How to start Chitting Potatoes in January
Chitting is basically another word for sprouting. What you do when you chit your seed potatoes is basically to speed up the ageing process of the potato, by exposing it to light and, more importantly, a bit of warmth. This will cause the eyes of the seed potato to start sprouting. The sprouts should be small, knobbly, and green/purple in colour. If you end up with long, white coloured sprouts, it means there’s not enough light – you may have got this with potatoes you left in the cupboard too long- I know I have!
Light is important so don’t shove them off to the back of a shed. If you have only a few tubers, line them up in egg cartons which is what I am doing. If you’re doing lots, put the tubers in shallow, open boxes, like the slatted-bottomed ones you get at the greengrocers. Divide this up into sections of the folded newspaper to keep the tubers upright and slot them into that.
Once each of your seed potatoes has got 2-3 good sized ‘chits’ or sprouts on them, it’s time to plant them out in the soil. Whether you grow them in the ground or in containers. If any tubers have more than 3 chits/sprouts on them, rub the excess off. This is to ensure a better harvest, as there will be less underground shoots to share the goodness sent underground by the plant, so you might get fewer tubers, but the ones you get will be bigger.
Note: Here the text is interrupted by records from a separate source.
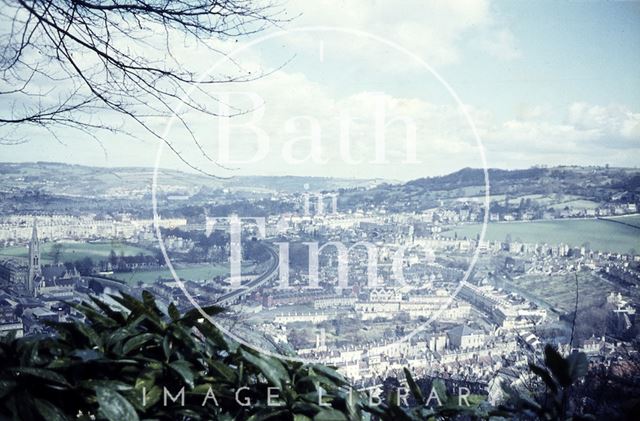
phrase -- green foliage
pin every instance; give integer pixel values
(118, 364)
(125, 363)
(557, 375)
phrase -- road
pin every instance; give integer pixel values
(255, 283)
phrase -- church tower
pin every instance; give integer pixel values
(34, 260)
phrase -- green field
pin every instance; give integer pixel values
(601, 235)
(559, 291)
(72, 251)
(193, 272)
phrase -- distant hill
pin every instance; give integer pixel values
(47, 186)
(77, 180)
(600, 184)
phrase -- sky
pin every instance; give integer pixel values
(403, 90)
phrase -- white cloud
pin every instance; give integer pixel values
(434, 30)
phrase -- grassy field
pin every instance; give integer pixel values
(601, 235)
(72, 251)
(560, 290)
(193, 272)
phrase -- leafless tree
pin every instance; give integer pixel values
(90, 65)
What First Early Varieties are best for chitting in January?
Red Duke of York – This heritage variety is one of the few red-skinned, cream-fleshed earlies, high dry-matter (floury). It has a fine flavour and gets quite big. New, boil, steam, mash, chip, bake or roast.
Aaran Pilot – Very early traditional long-standing favourite; great flavour. Colour – white. Shape – oval
Swift – The earliest early, they are ready from 60 days when grown under polythene. Colour – cream. Shape – oval.
Ballydoon – A first early variety bred in Ayrshire by Mr John Watson and first introduced around 1931.Tubers are oval shaped with white skin and white flesh. Much prized for its cooking qualities Ballydoon has a floury texture and a superb new potato flavour.
Rocket – A very early, heavy-cropping variety. The pure white flesh is quite soft and waxy and delicious with mint and a knob of butter! New, boil, steam or saute.
We have Duke of York and Ballydoon in the Snapshot and Snippets Garden this year – we ordered them through Irish Seed Savers, They are based in Scarriff in County Clare. They are all about protecting the heritage of Irish crops their main objective is to conserve Ireland’s very special and threatened plant genetic resources. Their work focuses on the preservation of heirloom and heritage food crop varieties that are suitable for Ireland’s unique growing conditions.
When to plant out your Potatoes
Once you have bought your seed potatoes and finished chitting/sprouting them, the time has come to plant them out. Generally, with First Earlies, this is done in Late February /Early March.
So, how do you plant potatoes? Well – the answer to that question is not as straightforward as it might seem, simply because there are a number of variables to take into account, such as where do you plant them (vegetable plot, raised beds and containers), what kind of potatoes are they (earlies/maincrop) – and so on. Hopefully, you will find an answer to suit your needs below.
Planting Potatoes In A Garden/Allotment/Vegetable Plot
When planting potatoes in a vegetable plot in your garden or allotment, you will usually be planting straight into the soil. While potatoes will grow in practically any kind of soil, you get by far the best result in a fine/loose garden soil with plenty of organic matter, such as well-rotted chicken manure in it.
Also, to avoid potato diseases, you should never grow potatoes in the same spot within 2-3 years. Instead, grow plants from a different plant family, such as cabbages or peas/beans.
How To Plant Potatoes In Containers
If growing space is an issue, and you chose to grow your seed potatoes in containers in your yard, start by putting compost mixed with well-rotted manure in the container, until 1/3 full. Put 4-6 inches of soil on top. Once shoots start to appear, keep covering with compost until the container is full. You can buy special kits for doing this. We do this in our garden as blight is common and like to keep potatoes out of the main beds.
When will you harvest these potatoes
Earlies can be used as soon as they are large enough, although they can be very ‘soapy’ at this stage. Some earlier like Swift can be ready in late May if they are forced in the greenhouse. Usually, when the plants have flowered or soon after, the early potatoes are ready and this can be as little as 100 days after planting in good weather or 120 days in a miserable Irish spring.
Most Earlies are ready in late June.